Cuba es eso. Un sitio de miedos, de sombras, de maldades que crecen al compás de las exclusiones. A pesar de todo hay esperanzas en los discursos, normalidad en los despachos de prensa, abundancia en la voz de un locutor que vaticina el paraíso en la tierra.

Las ruinas no cuentan en las apologías, ni la mugre que hizo un pacto eterno con el oxígeno. De la pobreza se habla como si se tratara de un nuevo descubrimiento cósmico. Algo distante y raro.

Oficialmente, se decreta la felicidad y el silencio. Hay que reír con soltura, sin escatimar decibeles. Aunque la miseria tenga dientes de león africano y la casa sea una especie de iglú tropical.

Es así la vida, ahora mismo, aquí en la Habana Vieja, en Marianao, en cualquier territorio que venga a la memoria o esté al alcance de un vistazo.

No faltan zonas eximidas de las calamidades. Excepciones, chispazos del primer mundo, para que la gente del tercero sepa que la luz no es otra fantasía.

Alguna vez creí en las promesas anegadas de encantos. Sobrevolé como un duende encima de las retóricas oficiales. La ingenuidad era un terreno llano para mis proyectos.

Medía las ilusiones con una cinta larga e irrompible. Los sueños constituían, más que un asidero, una atmósfera a prueba de turbulencias.

Hace tiempo puedo visualizar con lujo de detalles la catástrofe. La de casi todos y la mía. El socialismo fue una explosión de delirios, una carga dinamitera que se llevó el alma de la nación e hizo fenecer el sentido común.

Se proclamó la justicia y se implantó el terror; con un ademán de desarrollo apareció el empobrecimiento. Muchos creyeron en la salvación y terminaron en la órbita del desastre.

No soy parte del rebaño

Cuba es eso. Un islote a la deriva, una parcela poblada por el desencanto, los odios y las dudas. Puedo decirlo porque ya no uso lana como piel, ni pezuñas lustradas. No soy parte del rebaño.

En el cesto terminaron los disfraces, la doble moral, todos los miedos, todas las indecisiones.
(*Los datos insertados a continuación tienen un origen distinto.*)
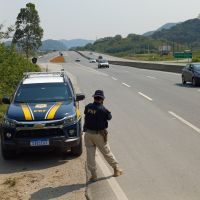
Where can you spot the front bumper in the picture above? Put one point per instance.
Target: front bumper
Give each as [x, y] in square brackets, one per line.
[59, 143]
[60, 137]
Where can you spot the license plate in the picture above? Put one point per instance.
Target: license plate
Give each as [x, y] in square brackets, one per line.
[39, 142]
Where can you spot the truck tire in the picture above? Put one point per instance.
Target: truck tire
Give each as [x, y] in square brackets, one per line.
[7, 154]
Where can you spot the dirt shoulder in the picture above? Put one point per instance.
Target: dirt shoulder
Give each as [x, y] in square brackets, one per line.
[44, 175]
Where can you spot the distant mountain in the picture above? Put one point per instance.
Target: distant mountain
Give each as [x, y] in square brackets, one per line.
[187, 33]
[76, 42]
[50, 45]
[63, 45]
[165, 26]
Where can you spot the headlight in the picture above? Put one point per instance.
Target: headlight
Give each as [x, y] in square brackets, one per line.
[10, 123]
[70, 120]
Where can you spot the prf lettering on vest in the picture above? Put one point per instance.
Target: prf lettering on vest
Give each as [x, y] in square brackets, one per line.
[91, 111]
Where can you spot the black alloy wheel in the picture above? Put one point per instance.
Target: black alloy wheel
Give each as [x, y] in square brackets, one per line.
[194, 83]
[183, 80]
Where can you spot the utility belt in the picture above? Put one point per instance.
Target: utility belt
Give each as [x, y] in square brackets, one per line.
[94, 131]
[104, 133]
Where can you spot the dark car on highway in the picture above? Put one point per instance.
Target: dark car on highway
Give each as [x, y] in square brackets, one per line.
[103, 64]
[191, 73]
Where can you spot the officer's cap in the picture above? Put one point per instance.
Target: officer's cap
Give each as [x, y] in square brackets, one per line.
[99, 93]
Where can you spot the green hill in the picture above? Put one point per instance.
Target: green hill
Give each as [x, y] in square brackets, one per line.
[186, 33]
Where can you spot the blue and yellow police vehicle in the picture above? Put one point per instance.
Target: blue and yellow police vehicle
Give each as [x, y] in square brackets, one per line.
[43, 113]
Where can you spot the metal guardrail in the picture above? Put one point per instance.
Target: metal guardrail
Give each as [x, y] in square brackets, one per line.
[145, 65]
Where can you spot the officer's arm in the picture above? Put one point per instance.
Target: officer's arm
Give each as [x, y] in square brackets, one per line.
[109, 116]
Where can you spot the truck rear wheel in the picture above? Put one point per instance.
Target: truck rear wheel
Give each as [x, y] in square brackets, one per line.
[7, 154]
[77, 150]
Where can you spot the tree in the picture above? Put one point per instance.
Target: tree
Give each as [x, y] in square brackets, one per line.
[28, 33]
[5, 34]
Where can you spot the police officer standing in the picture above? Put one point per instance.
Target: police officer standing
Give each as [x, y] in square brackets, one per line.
[96, 123]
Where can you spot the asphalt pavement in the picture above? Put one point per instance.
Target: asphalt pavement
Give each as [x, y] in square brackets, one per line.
[154, 132]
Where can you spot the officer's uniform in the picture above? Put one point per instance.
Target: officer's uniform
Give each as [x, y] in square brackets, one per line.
[96, 122]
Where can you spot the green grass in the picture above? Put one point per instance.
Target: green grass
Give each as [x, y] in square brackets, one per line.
[150, 57]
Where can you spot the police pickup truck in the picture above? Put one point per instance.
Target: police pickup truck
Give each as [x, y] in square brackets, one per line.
[43, 113]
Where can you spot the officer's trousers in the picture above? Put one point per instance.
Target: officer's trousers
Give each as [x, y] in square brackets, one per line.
[93, 140]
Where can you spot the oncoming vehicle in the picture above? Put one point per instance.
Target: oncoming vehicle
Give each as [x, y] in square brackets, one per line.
[191, 73]
[103, 64]
[43, 113]
[92, 60]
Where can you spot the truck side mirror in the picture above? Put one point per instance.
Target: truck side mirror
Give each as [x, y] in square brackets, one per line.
[6, 100]
[80, 97]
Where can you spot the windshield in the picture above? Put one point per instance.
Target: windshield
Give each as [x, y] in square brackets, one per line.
[31, 93]
[197, 67]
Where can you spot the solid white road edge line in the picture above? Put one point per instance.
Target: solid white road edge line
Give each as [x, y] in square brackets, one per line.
[151, 77]
[126, 85]
[119, 193]
[145, 96]
[184, 121]
[114, 78]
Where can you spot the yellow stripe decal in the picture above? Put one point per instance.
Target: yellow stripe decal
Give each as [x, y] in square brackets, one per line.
[27, 112]
[53, 110]
[78, 113]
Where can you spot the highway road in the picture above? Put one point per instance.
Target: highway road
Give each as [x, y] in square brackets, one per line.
[155, 131]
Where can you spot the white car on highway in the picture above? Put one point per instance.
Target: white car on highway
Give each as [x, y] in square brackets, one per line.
[92, 60]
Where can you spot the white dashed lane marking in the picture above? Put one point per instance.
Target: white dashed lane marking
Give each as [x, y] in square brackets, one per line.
[151, 77]
[114, 78]
[184, 121]
[145, 96]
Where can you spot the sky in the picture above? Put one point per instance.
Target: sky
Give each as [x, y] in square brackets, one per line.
[94, 19]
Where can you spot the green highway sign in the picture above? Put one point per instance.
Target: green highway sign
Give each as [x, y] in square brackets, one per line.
[183, 55]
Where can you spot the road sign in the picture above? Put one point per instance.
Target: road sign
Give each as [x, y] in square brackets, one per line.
[183, 55]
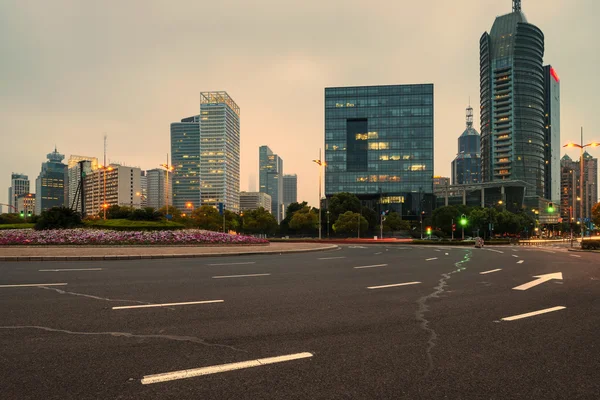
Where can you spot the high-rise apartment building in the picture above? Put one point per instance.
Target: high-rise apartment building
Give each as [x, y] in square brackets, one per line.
[290, 190]
[116, 185]
[466, 167]
[513, 133]
[19, 184]
[254, 200]
[271, 179]
[379, 146]
[74, 176]
[51, 186]
[219, 150]
[552, 169]
[157, 188]
[185, 157]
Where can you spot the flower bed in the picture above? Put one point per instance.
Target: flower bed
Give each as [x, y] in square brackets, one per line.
[106, 237]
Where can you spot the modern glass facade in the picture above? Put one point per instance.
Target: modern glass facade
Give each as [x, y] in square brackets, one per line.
[271, 179]
[185, 157]
[512, 102]
[552, 140]
[379, 145]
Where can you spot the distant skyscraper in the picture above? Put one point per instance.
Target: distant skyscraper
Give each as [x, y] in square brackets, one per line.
[185, 157]
[157, 188]
[271, 179]
[290, 190]
[51, 188]
[512, 102]
[552, 139]
[90, 164]
[466, 167]
[379, 146]
[19, 184]
[220, 150]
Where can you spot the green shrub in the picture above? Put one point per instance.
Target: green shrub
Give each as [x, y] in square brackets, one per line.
[58, 218]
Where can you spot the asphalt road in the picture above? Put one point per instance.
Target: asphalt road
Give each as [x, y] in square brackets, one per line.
[320, 327]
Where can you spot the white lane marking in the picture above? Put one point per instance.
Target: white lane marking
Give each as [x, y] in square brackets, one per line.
[489, 272]
[244, 263]
[35, 284]
[540, 279]
[533, 313]
[394, 285]
[238, 276]
[371, 266]
[72, 269]
[190, 373]
[168, 304]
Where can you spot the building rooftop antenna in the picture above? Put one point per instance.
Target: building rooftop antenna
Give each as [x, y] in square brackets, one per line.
[516, 5]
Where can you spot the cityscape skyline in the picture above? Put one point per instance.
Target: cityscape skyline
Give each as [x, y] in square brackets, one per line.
[140, 116]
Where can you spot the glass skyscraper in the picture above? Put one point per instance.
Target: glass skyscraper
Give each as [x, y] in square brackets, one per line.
[379, 145]
[512, 102]
[185, 157]
[271, 179]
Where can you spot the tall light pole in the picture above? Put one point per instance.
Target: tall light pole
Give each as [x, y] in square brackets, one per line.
[581, 146]
[168, 168]
[321, 164]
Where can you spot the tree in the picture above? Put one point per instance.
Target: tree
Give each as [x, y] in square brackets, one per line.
[259, 221]
[343, 202]
[348, 223]
[58, 218]
[305, 220]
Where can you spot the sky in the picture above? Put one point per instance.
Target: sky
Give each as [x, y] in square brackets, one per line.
[74, 70]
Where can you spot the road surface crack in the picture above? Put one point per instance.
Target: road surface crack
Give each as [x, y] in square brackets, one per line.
[423, 309]
[190, 339]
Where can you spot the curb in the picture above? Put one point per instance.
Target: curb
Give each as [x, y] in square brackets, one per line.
[160, 256]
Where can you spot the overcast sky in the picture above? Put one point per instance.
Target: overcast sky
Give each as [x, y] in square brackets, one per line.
[72, 70]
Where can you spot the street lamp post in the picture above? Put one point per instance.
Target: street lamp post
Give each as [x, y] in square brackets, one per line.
[581, 146]
[321, 164]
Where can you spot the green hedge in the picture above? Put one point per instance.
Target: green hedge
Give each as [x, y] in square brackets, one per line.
[16, 226]
[128, 225]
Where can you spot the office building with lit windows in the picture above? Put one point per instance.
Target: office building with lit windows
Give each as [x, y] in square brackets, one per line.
[379, 146]
[185, 158]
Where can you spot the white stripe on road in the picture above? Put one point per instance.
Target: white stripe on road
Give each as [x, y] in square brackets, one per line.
[489, 272]
[533, 313]
[245, 263]
[394, 285]
[73, 269]
[371, 266]
[238, 276]
[35, 284]
[190, 373]
[168, 304]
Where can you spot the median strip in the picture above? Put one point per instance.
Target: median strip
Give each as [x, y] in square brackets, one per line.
[191, 373]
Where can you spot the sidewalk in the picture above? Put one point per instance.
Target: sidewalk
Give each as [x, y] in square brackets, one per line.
[90, 253]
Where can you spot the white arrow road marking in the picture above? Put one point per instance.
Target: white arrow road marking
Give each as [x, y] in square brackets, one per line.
[533, 313]
[168, 304]
[394, 285]
[190, 373]
[35, 284]
[371, 266]
[489, 272]
[541, 279]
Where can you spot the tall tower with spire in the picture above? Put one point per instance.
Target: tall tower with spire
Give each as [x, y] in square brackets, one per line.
[466, 167]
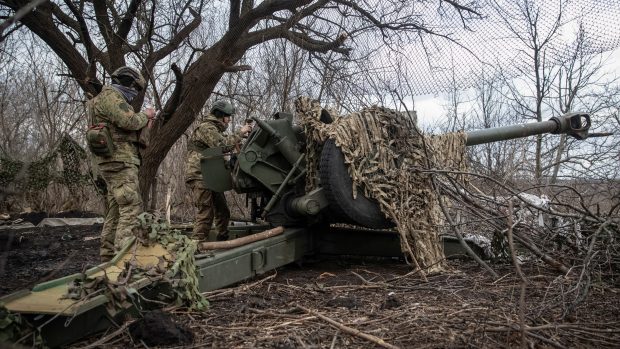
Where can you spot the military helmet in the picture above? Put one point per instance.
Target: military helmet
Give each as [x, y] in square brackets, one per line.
[132, 73]
[223, 107]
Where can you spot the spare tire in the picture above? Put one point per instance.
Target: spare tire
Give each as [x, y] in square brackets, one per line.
[337, 185]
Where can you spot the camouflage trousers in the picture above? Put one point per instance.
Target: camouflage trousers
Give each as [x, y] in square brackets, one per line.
[212, 208]
[123, 205]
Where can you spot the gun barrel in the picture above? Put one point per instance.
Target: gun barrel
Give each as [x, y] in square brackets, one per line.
[489, 135]
[573, 124]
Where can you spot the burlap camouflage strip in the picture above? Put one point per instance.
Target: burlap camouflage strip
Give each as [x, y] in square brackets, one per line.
[66, 164]
[179, 272]
[373, 142]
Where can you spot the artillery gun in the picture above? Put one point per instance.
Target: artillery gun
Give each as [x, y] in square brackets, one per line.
[270, 168]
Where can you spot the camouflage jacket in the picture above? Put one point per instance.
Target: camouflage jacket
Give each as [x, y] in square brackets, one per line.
[208, 134]
[110, 107]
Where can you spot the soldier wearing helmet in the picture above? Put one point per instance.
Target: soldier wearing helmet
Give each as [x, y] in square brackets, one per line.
[112, 111]
[212, 207]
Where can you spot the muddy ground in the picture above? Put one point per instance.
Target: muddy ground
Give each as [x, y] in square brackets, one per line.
[347, 303]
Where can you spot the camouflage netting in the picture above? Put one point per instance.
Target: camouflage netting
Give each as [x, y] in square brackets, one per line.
[388, 157]
[178, 272]
[66, 164]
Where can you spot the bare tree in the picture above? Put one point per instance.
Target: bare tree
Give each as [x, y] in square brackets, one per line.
[524, 22]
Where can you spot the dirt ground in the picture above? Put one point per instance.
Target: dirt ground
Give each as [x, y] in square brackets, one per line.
[348, 303]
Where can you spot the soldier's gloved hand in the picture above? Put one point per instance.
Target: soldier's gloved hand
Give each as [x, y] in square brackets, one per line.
[150, 113]
[245, 130]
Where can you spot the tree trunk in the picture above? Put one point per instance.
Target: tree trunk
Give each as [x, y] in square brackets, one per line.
[200, 81]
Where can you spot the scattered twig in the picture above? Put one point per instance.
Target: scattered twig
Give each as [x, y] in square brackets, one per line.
[348, 329]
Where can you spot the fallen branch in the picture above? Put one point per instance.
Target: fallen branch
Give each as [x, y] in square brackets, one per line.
[349, 330]
[223, 245]
[527, 243]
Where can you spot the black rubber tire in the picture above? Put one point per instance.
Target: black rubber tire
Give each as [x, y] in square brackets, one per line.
[337, 185]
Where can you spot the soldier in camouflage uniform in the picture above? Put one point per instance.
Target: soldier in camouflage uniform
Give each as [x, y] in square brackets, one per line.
[120, 170]
[211, 205]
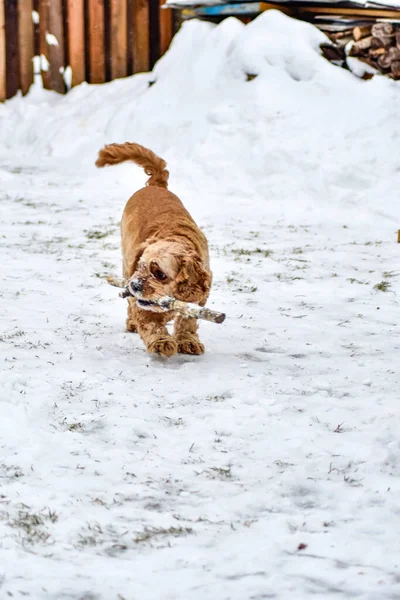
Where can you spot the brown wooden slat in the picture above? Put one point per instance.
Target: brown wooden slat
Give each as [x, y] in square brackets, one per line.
[96, 41]
[36, 30]
[51, 22]
[26, 44]
[76, 40]
[119, 38]
[154, 31]
[12, 53]
[141, 37]
[3, 91]
[166, 20]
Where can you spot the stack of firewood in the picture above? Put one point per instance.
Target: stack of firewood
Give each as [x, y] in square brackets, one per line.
[377, 45]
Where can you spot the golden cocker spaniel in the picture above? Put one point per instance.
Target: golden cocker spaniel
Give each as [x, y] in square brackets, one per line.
[164, 254]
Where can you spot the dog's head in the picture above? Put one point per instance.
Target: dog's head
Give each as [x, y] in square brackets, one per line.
[167, 268]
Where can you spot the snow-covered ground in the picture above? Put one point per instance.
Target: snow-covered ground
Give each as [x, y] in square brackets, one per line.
[269, 467]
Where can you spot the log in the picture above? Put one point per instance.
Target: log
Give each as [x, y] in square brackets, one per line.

Lo he pagado caro, pero que más da. Vivir como un figurante me asustaba. Temí convertirme en uno de los tantos personajes con los que la mayoría aún tiene un contrato sin fecha de vencimiento.

De preso, en el sentido literal de la acepción, pasé a la condición, no menos onerosa, de rehén. Por plasmar mis puntos de vista sobre las cuartillas, despojados de remiendos y condicionalidades, tuve que padecer los balaustres como mudos guardianes durante 20 meses y 18 días. En la cárcel conocí a Mefistófeles y su nutrido ejército de demonios. La parte profunda del infierno.

Ahora estoy en su superficie aguardando por un permiso para poder irme al exilio. Hasta el momento sólo evasivas, ambiguas explicaciones llenas de veleidades jurásicas.

Dieciocho meses de espera por este documento es una muestra del afán por emular el genio de Kafka.

Quizás entre las soluciones de los administradores del Zoo, figure un retorno hacia donde las tinieblas son de mayor densidad.

Puedo morir allá, o mejor dicho, aquí. Las prisiones pululan como moscas, de ahí su cercanía.

Moriré en el infierno profundo por decir lo que pienso. Si esto ocurre, en mis estertores seguiré pensando en un país democrático, en la tolerancia y en la reconciliación.

Tres anhelos que se minimizarán a causa del estornudo de los dinosaurios y el alborozo del neo-Cromagnon.